I think humans develop expertise and brand names and get called out when they make mistakes and if they are too wrong, their reputation is damaged.

This doesn’t seem to apply to AI for some reason. It keeps generating incorrect results after incorrect results, yet people continue to trust its output.

I don’t know what to make of this.

"Trust" is an abused term, nowadays.

Human trust differs from mathematical trust. And branding / marketing abuses the ambiguity.

There is no shame in a "likely to hallucinate" model that can be instantiated 1,000 times across 1,000 different machines spread throughout our planet. So, human trust is broken by machine trust.

I've starting going back to books, either at the library or e-books.

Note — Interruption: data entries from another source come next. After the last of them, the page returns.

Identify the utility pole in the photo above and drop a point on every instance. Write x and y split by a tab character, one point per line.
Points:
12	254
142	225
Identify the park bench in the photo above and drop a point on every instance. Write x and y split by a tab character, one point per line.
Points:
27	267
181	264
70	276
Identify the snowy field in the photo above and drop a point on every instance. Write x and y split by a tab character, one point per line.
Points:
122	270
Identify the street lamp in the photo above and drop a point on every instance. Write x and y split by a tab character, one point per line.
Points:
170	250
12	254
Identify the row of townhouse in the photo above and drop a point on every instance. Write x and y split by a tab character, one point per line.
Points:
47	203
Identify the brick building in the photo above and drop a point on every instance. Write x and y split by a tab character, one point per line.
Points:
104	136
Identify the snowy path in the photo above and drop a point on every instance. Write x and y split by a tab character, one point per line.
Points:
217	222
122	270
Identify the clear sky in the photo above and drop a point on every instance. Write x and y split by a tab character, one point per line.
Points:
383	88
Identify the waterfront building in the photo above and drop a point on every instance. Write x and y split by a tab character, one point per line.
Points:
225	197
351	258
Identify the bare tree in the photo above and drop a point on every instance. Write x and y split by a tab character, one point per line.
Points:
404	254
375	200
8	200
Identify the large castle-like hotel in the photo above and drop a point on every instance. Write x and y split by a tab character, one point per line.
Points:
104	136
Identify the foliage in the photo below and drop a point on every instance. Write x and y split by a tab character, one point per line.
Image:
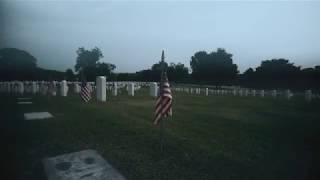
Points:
215	67
88	66
209	137
70	75
280	73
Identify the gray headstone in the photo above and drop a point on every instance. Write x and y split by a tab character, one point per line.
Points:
82	165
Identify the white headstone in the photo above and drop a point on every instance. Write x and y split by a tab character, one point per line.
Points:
33	87
253	92
308	95
153	89
82	165
115	89
246	93
240	92
274	93
77	88
234	92
101	88
63	88
288	94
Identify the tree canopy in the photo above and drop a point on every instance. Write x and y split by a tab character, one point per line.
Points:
88	66
215	67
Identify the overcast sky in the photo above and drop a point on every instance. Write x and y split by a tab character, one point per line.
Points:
132	35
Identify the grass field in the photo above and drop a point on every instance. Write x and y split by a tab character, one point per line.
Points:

Librarians are very good at telling you if nonfiction is biased, outdated, or incorrect.

wait until AI starts publishing printed books :)

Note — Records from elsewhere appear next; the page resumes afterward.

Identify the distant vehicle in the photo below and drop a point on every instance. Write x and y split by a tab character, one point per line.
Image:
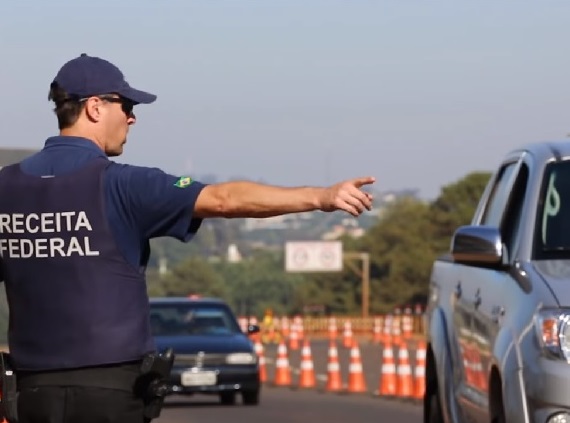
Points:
212	354
498	315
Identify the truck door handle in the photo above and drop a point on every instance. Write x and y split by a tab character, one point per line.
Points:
458	290
477	301
498	312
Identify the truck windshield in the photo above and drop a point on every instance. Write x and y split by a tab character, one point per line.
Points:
553	225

https://www.amazon.com/stores/Dave-Gary/author/B0BY6Z6HP8/al...

I would hope that librarians vet those and exclude them before they hit the shelves :(.

> I think humans develop expertise and brand names and get called out when they make mistakes and if they are too wrong, their reputation is damaged.

Take a look at the Forbes billionaires list and some of their statements. Or maybe at the politician fact checkers. If only being wrong damaged reputations.

You first heard about this effect with the phrase "computer says no".